Getting RIP of current code block
FEX sets up an address in our CPU context to get some debug data out.
Currently this isn't exposed in a way that a debugger can see other than manually typing out gdb commands
p/x *(uint64_t*)($x28+184) = inline block header ptr p/x *(uint32_t*)(*(uint64_t*)($x28+184)) = OffsetToBlockTail p/x *(uint64_t*)($x28+184) + *(uint32_t*)(*(uint64_t*)($x28+184))
p/x *(uint64_t*)((*(uint64_t*)($x28+184) + *(uint32_t*)(*(uint64_t*)($x28+184)))+8) = RIP of block
disas *(uint64_t*)($x28+184),+*(uint64_t*)(*(uint64_t*)($x28+184) + *(uint32_t*)(*(uint64_t*)($x28+184))) = Disassemble this block of code.
While hard to decipher here is basically what is happening.
- x28 is the CPU register that FEX keeps in the JIT for context accesses
- offset 184 is the offset of the `InlineJITBlockHeader` member inside of that context.
- As long as FEX is in a JIT block that offset will be valid to point to the current RIP that the block is operating on.
Getting the stack can also be very useful
x/64wx ((FEXCore::Core::CPUState*)$x28)->gregs[FEXCore::X86State::REG_RSP]
Doing raw pointer math here means that this works even when gdb fails to find symbols for the CPUState object, which happens very frequently for some reason.

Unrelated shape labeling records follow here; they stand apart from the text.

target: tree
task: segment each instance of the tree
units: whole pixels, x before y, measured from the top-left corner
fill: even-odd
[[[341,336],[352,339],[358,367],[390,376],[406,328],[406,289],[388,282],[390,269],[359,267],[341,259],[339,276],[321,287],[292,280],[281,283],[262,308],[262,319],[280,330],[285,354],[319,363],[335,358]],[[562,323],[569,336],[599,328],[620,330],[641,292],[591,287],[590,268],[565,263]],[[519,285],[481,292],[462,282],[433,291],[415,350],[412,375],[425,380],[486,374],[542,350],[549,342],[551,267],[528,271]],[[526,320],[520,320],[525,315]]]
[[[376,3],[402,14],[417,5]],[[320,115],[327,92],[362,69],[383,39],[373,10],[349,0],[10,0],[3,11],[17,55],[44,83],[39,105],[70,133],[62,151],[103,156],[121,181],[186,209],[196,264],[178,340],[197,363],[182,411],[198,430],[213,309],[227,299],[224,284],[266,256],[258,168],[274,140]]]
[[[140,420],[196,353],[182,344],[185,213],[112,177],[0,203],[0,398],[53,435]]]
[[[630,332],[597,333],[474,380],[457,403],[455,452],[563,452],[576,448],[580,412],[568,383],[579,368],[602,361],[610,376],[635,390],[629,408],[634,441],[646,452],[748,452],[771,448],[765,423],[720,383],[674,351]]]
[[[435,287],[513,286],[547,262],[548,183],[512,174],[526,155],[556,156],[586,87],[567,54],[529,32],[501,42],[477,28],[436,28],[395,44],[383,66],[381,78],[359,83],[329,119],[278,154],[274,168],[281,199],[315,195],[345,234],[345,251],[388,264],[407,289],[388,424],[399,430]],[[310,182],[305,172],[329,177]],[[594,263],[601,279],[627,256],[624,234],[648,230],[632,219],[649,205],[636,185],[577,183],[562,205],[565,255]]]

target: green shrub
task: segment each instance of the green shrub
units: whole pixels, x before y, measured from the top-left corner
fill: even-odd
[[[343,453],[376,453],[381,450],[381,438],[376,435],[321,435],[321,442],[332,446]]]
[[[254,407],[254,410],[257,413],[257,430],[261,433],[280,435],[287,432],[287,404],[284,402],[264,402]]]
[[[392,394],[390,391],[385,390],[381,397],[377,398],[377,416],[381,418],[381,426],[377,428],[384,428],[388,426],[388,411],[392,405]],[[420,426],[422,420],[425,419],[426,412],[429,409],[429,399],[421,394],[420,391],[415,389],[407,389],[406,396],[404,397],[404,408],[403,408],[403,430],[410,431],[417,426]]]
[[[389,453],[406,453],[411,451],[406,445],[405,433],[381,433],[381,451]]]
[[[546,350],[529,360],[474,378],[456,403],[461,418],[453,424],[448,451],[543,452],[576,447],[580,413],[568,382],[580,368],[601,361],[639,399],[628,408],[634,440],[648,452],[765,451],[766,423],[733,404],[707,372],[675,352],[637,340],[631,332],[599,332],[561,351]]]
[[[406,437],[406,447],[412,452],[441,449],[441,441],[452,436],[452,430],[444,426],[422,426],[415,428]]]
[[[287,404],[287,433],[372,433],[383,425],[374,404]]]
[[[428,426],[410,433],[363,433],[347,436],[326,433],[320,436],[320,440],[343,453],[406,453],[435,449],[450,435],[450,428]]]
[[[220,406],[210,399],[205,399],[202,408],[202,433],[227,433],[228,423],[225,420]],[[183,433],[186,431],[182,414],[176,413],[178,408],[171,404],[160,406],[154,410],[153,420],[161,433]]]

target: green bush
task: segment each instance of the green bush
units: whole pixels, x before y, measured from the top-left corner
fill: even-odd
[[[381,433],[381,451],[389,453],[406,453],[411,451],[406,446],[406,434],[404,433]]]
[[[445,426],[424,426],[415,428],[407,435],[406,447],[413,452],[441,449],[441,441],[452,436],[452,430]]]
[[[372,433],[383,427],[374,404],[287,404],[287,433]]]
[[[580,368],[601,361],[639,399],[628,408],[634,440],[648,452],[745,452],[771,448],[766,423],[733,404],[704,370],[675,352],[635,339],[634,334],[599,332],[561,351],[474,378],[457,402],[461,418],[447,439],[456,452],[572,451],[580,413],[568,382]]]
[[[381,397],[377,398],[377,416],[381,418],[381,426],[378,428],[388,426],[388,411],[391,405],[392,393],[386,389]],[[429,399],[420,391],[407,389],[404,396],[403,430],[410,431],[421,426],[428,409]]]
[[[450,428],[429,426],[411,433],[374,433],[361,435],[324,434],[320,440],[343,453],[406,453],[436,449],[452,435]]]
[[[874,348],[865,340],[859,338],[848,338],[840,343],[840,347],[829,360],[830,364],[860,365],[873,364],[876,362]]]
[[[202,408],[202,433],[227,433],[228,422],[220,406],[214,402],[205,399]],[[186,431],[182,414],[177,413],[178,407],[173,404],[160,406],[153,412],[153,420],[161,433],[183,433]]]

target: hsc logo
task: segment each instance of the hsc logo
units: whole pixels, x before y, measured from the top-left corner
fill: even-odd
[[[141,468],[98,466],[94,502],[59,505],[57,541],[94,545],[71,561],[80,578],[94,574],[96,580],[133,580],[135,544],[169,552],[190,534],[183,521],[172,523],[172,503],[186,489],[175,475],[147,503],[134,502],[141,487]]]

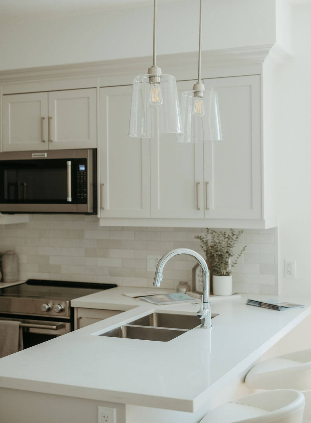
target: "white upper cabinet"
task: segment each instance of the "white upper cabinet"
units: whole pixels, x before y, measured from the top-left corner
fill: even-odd
[[[204,144],[205,217],[260,219],[259,75],[205,80],[218,95],[223,141]]]
[[[5,151],[48,148],[47,93],[3,96]]]
[[[50,150],[97,145],[96,88],[49,93]]]
[[[178,93],[195,81],[177,82]],[[151,140],[152,217],[203,218],[203,144],[177,142],[177,137]]]
[[[96,148],[96,88],[3,96],[3,151]]]
[[[102,217],[150,217],[150,140],[128,136],[131,85],[100,90]]]

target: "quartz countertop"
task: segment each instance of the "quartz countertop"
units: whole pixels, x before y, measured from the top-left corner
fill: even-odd
[[[7,288],[8,286],[14,286],[14,285],[19,285],[24,283],[25,280],[18,280],[16,282],[0,282],[0,289],[2,288]]]
[[[156,307],[121,294],[134,289],[74,300],[76,306],[128,310],[0,359],[0,387],[195,412],[311,313],[311,299],[243,295],[212,302],[212,313],[219,314],[212,330],[198,326],[167,342],[97,336],[155,310],[195,315],[199,309],[194,299]],[[248,297],[306,307],[276,311],[247,305]]]

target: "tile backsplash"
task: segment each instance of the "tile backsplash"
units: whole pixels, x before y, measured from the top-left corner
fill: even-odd
[[[152,286],[147,256],[186,247],[202,254],[194,236],[205,228],[100,227],[95,216],[34,214],[27,223],[0,228],[0,251],[19,256],[20,278]],[[237,250],[247,247],[233,269],[234,290],[251,294],[278,291],[277,230],[246,229]],[[166,265],[163,288],[191,283],[195,261],[186,255]]]

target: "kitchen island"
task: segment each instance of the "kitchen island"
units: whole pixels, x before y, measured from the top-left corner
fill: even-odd
[[[278,345],[284,353],[285,345],[289,351],[310,347],[308,340],[302,346],[289,340],[301,338],[295,334],[308,320],[310,300],[280,297],[306,307],[279,312],[246,305],[248,297],[272,297],[250,294],[212,299],[212,313],[218,315],[211,330],[198,326],[169,342],[99,336],[153,311],[195,315],[199,308],[194,299],[157,307],[121,295],[141,289],[119,287],[77,299],[74,306],[129,309],[0,360],[3,421],[15,422],[26,415],[26,421],[41,421],[44,409],[44,421],[54,422],[48,411],[54,404],[63,416],[72,416],[64,421],[95,423],[97,407],[102,405],[116,408],[117,423],[197,422],[219,404],[251,393],[243,383],[245,375],[264,354],[273,354],[273,348],[275,354]],[[19,415],[15,404],[23,401],[27,413]]]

Getting RIP of current code block - x86 host
FEX sets up an address in our CPU context to get some debug data out.
Currently this isn't exposed in a way that a debugger can see other than manually typing out gdb commands
p/x *(uint64_t*)($r14+184) = inline block header ptr p/x *(uint32_t*)(*(uint64_t*)($r14+184)) = OffsetToBlockTail p/x *(uint64_t*)($r14+184) + *(uint32_t*)(*(uint64_t*)($x28+184))
p/x *(unsigned long long*)((*(unsigned long long*)($r14+184) + *(unsigned int*)(*(unsigned long long*)($r14+184)))+8) = RIP of block
disas *(unsigned long long*)($r14+184),+*(unsigned long long*)(*(unsigned long long*)($r14+184) + *(unsigned int*)(*(unsigned long long*)($r14+184))) = Disassemble this block of code.
While hard to decipher here is basically what is happening. - x28 is the CPU register that FEX keeps in the JIT for context accesses - offset 184 is the offset of the `InlineJITBlockHeader` member inside of that context. - As long as FEX is in a JIT block that offset will be valid to point to the current RIP that the block is operating on.
Getting the stack can also be very useful
x/64wx ((FEXCore::Core::CPUState*)$r14)->gregs[FEXCore::X86State::REG_RSP]
Doing raw pointer math here means that this works even when gdb fails to find symbols for the CPUState object, which happens very frequently for some reason.